Screenshots: Take screenshots of the following:

  1. Step 3 (Screenshot 23)
  2. Step 5 (Screenshot 24)
  3. Step 8 (Screenshot 25)
  4. Step 10 (Screenshot 26)
  5. Step 11 (Screenshot 27)
  1. On laptop1, connect to the SRV1 VPN. (If you already are, skip to Step 2.)
  2. Open the Remote Desktop Connection application.
  3. Connect to srv1 with: srv1.YourSenecaUsername.com
  4. If you see the Server1 desktop, congrats! Close the RDP connection.
  5. Back on laptop1, open an RDP connection directly to: srv2.YourSenecaUsername.com
  6. If you see the Server2 desktop with the sconfig window, congrats! Close the RDP connection.
  7. Open Command Prompt and login to srv2's SSH connection: ssh Administrator@srv2.YourSenecaUsername.com
  8. To confirm your work, run the following commands in your SSH session:
    1. hostname
    2. whoami
  9. Close the connection.
  10. Open Firefox and navigate to: http://srv1.YourSenecaUsername.com
  11. Open Firefox and navigate to: http://www.eff.org
  12. Now, disconnect from the VPN and re-run the RDP, SSH connections and Firefox steps.

Reflection 7: Why did these connections only work while the VPN was running? What still works with the VPN off? What's happening when the VPN is connected? Hint: Think about the ipconfig and tracert results you saw earlier.

Submission

Submission for assignments is a bit different from labs. Instead of live checks, you will be submitting a report.

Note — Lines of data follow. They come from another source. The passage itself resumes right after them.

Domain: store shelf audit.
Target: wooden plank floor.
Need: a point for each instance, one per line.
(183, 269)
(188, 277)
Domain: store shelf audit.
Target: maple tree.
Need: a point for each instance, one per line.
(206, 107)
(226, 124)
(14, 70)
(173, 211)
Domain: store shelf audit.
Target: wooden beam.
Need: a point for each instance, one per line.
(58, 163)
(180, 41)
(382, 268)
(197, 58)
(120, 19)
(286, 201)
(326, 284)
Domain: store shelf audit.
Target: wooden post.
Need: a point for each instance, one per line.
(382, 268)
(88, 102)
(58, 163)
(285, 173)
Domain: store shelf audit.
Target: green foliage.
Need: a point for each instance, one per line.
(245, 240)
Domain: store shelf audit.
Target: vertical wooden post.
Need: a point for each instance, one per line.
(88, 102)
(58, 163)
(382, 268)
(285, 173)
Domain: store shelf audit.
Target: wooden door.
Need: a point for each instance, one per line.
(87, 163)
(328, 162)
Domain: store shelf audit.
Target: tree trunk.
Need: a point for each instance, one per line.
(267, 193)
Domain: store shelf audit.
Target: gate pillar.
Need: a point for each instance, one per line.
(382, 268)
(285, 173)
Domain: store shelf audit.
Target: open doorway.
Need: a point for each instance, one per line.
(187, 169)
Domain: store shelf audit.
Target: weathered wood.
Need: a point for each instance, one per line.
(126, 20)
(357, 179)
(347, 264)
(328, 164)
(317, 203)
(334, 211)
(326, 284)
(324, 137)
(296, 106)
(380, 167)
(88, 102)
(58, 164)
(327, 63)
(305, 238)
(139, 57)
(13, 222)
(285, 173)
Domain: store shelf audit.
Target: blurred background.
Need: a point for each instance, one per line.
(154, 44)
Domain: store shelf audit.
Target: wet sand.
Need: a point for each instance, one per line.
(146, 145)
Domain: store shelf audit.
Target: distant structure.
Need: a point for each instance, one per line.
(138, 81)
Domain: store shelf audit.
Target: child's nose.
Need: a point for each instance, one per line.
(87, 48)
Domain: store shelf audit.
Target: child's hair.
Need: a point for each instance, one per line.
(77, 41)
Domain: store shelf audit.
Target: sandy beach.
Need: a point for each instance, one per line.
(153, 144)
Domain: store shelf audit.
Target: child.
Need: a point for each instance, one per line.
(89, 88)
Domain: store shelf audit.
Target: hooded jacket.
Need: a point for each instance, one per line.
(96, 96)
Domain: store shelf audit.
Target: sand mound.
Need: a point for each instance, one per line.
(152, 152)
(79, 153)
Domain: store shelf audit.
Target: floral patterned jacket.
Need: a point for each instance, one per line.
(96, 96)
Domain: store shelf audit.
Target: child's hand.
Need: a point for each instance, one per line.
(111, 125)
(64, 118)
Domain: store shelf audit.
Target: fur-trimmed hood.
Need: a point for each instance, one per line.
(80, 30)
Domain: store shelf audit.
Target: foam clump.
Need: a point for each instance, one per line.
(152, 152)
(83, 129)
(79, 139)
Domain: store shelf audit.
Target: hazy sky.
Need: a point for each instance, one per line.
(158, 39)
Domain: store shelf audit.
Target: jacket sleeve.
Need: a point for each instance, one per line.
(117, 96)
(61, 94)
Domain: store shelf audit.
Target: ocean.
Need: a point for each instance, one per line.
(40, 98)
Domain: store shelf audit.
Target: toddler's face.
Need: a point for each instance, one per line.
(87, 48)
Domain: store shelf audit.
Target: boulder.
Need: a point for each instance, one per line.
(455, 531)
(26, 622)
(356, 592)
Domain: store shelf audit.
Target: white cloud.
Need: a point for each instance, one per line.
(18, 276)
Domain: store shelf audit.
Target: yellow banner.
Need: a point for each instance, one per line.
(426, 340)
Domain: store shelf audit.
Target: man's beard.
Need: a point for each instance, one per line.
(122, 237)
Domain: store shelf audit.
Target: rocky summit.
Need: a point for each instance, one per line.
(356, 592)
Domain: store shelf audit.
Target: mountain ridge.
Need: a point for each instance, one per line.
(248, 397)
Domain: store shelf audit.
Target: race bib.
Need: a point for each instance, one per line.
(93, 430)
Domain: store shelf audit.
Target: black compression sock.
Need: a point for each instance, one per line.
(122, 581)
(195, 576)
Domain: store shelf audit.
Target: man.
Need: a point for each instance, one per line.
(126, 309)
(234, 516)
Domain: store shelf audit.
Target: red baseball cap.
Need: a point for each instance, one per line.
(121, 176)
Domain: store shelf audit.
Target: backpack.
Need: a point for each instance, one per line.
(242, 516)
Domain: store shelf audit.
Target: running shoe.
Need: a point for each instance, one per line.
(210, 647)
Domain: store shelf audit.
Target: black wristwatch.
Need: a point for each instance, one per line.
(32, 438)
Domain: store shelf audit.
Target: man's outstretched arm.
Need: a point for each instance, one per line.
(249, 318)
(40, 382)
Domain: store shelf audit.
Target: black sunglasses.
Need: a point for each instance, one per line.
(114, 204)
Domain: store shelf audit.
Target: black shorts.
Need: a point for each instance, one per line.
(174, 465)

You will submit to Blackboard with a single PDF document that includes the following:

  1. Title page that includes:
    1. Full name
    2. Student ID Number
    3. Course code and section
    4. Calendar Semester (Fall 2025)
    5. Date
  2. For each Investigation:
    1. The requested screenshots.
    2. The reflection questions and your answers to each.
    3. Each Investigation should start on a new page, and screenshots/reflection answers should be placed in the appropriate Investigation pages.
    4. Number your pages!

Export to PDF from your editor with images embedded. No external links!